The apparent veneration of “red genes” also has manifested itself in the decision by a number of princelings in their twenties and forties to forego relatively lucrative business careers for the world of politics. This is despite an internal instruction given by late patriarch Deng in the 1980s that the offspring of party elders should seek to distinguish themselves in the commercial rather than the political arena (Hong Kong Economic Journal, June 16; Apple Daily, June 10). Foremost among these cadres with revolutionary bloodline is Deng Xiaoping’s grandson Deng Zhuodi, aged 28, who became Deputy Head of Pingguo County, Guangxi Province, earlier this year. Other examples have included the 41-year-old son of ex-President Hu Jintao, Hu Haifeng, who was named Deputy Party Secretary of the city of Jiaxing, Zhejiang Province last May; and the 36-year-old son of former NPC chairman Wu Bangguo, Wu Lei, who was recently appointed Deputy Director of Shanghai’s Economic and Information Technology Commission (South China Morning Post, May 25; Liberation Daily [Shanghai], May 13).

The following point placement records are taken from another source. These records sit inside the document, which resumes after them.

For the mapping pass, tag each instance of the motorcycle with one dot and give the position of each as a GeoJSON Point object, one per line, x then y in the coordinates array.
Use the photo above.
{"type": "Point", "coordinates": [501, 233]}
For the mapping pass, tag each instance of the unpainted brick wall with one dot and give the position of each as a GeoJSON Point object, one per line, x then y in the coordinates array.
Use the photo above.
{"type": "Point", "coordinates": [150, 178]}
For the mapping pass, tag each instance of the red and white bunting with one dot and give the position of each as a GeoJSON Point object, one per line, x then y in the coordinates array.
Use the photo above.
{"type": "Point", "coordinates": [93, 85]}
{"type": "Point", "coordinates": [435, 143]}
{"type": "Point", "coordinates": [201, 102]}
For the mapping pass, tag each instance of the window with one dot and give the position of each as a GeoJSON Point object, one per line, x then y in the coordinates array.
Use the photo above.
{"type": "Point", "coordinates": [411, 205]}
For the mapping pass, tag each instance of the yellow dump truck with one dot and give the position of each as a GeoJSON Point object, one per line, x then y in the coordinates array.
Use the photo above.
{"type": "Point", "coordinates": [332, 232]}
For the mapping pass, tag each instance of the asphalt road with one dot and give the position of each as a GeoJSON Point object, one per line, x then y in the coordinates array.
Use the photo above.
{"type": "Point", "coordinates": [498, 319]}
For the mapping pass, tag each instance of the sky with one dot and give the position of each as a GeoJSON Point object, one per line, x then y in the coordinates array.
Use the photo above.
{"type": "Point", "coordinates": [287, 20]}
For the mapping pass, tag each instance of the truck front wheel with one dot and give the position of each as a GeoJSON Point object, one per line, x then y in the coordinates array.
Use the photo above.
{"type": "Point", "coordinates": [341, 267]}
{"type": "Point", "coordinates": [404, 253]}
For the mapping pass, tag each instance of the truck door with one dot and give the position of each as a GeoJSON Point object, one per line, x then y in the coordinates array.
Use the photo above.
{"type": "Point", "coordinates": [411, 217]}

Irrespective of the extent to which President Xi is committed to blowing the trumpet for cadres with “red genes,” his adoption of Maoist values has been criticized by the CCP’s remnant liberal wing, which includes party elders as well as their offspring (“China’s Reform summed up: Politics, No; Economics, Yes (Sort of…),” China Brief, May 23). Beijing’s political circles have the past few weeks been abuzz with the publication of the candid views of a number of liberal retired cadres during a Chinese New Year intellectual salon organized by the respected monthly Yanhuang Chunqiu. The second son of late party general secretary Hu Yaobang, Hu Dehua, laid into Xi’s embrace of ultra-conservative ideas, especially his apparent refusal to push forward universal-style political reform. Hu Dehua noted, instead of harboring nostalgia for the Cultural Revolution, Xi should emulate the Taiwan’s late President Chiang Ching-kuo, who instituted political reforms in 1986. Zhong Peizhang, a former senior cadre at the party’s Propaganda Department, urged Xi to take immediate steps to “reform the lawless party and state systems laid down by Mao Zedong” (Frontline [Hong Kong], July 1; Ming Pao, June 23). While Xi has impressed observers in and out of China with the speed with which he has consolidated his power base, the 60-year-old princeling has to convince his countrymen that he is committed to overhauling old-dated institutions which underpin party members’ fast-worsening “work style.”
- Author’s interview with Deng Yuwen, June 28.